- Directed by: Darren Doane
- Produced by: David Hagopian Gary DeMar Josh Karchmer
- Starring: Christopher Hitchens Douglas Wilson
- Distributed by: LEVEL4
- Release date: October 27, 2009;
- Running time: 90 minutes
- Country: United States
- Language: English

= Collision (2009 film) =

Collision is an American documentary film by Darren Doane released on October 27, 2009. It features a debate between prominent antitheist Christopher Hitchens and Douglas Wilson, a pastor of Christ Church, a CREC church located in Moscow, Idaho. Described by Hitchens as a "buddy-and-road" movie, it provides an overview of several days' worth of debates following the release of their book Is Christianity Good for the World? The book was generated by correspondence published in the magazine Christianity Today.

==Production==
The partnership between Hitchens and Wilson began in 2007, when Hitchens invited anyone to debate his viewpoints, following the release of his book God is not Great. Wilson's agent heard the offer and put him in touch with Hitchens, leading to a series of written debates published in Christianity Today, which eventually were compiled into the book Is Christianity Good for the World?. Filmmaker Darren Doane heard about the exchanges between the two and sought them out to make a film. The film was featured on CNN, Fox News; NPR; The Laura Ingraham Show and others.

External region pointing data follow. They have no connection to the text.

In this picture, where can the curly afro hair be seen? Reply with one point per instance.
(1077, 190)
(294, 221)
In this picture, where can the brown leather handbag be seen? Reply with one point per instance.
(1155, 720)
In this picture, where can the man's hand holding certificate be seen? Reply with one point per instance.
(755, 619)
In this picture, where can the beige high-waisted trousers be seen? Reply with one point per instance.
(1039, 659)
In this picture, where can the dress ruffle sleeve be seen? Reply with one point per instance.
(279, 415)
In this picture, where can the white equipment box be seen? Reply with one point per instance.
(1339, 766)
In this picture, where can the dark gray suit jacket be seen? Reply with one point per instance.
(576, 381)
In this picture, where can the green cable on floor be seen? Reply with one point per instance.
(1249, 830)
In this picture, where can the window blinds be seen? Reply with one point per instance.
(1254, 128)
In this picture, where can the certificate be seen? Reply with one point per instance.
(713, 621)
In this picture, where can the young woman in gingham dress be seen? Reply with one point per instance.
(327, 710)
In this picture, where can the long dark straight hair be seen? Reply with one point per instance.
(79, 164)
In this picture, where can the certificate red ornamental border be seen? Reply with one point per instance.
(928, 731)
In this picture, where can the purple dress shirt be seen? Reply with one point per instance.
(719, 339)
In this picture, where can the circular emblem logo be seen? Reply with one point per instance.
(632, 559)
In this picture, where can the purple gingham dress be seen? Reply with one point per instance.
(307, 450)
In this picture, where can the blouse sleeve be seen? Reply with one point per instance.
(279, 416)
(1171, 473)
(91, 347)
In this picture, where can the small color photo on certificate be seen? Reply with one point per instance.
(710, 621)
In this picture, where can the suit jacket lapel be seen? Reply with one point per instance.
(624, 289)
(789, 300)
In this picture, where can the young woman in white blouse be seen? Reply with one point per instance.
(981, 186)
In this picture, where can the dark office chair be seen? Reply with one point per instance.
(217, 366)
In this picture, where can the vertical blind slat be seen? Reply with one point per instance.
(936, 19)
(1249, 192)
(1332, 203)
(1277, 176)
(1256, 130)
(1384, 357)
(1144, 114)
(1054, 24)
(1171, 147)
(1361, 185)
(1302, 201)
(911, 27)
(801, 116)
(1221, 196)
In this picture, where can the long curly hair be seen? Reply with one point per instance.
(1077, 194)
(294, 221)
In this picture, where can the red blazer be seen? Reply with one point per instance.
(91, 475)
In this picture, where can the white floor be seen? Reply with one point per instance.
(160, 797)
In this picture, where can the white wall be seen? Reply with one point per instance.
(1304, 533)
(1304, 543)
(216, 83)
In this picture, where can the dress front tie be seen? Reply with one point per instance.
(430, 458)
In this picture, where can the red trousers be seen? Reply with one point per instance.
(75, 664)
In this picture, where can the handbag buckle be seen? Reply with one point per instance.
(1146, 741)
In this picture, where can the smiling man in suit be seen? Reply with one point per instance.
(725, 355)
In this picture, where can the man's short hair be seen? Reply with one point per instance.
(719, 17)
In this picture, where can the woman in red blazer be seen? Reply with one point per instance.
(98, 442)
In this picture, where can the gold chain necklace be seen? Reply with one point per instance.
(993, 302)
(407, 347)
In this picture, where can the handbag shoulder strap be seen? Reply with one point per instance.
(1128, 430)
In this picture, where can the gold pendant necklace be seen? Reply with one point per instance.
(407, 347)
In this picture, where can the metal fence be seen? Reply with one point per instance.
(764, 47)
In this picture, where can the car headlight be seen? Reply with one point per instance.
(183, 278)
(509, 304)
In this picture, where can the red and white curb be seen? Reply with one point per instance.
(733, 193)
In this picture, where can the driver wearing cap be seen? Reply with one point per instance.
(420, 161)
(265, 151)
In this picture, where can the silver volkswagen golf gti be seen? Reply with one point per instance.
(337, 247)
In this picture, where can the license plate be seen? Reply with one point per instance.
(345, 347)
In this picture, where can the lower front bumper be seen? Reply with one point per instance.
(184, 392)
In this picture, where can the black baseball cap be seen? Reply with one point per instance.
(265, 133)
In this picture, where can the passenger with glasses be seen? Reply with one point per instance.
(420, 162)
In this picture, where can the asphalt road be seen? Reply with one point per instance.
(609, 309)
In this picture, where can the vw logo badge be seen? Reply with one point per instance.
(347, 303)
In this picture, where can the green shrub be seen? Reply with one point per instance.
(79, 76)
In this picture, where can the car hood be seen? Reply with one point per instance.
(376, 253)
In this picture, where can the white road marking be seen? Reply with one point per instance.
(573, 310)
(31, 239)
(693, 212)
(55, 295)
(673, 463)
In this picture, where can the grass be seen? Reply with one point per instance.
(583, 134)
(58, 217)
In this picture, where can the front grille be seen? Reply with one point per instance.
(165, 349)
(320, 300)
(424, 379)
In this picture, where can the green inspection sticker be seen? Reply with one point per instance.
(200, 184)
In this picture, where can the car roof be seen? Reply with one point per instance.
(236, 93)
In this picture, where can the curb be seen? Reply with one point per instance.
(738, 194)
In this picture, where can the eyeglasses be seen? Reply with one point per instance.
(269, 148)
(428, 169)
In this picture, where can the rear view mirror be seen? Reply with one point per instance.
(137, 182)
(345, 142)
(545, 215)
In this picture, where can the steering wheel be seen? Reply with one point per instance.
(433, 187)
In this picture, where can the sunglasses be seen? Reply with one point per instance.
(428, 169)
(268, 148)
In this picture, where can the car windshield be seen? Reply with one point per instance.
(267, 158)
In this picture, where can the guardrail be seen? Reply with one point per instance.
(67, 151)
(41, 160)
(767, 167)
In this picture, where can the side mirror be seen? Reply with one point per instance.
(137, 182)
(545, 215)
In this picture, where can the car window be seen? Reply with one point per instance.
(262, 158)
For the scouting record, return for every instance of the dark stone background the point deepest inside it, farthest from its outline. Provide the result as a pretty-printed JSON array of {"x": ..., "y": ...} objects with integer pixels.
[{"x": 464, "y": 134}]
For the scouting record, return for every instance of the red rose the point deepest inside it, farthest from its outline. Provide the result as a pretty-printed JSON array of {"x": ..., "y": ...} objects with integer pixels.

After the men finally met in person while shooting the film, both got along well, despite their heated exchanges, in part because of a shared appreciation for P. G. Wodehouse.

==Reception==
Hitchens said in Slate magazine, "I haven't yet run into an argument that has made me want to change my mind... However, I have discovered that the so-called Christian right is much less monolithic, and very much more polite and hospitable, than I would once have thought, or than most liberals believe."

Wilson argued that atheists could be good people, could share Christian values and Christians could repudiate many things atheists also repudiated. He also argued that atheists could not argue for an objective moral standard but could affirm a standard, if it happened to exist, that of "eat, drink and be merry for tomorrow maybe we die", but no other.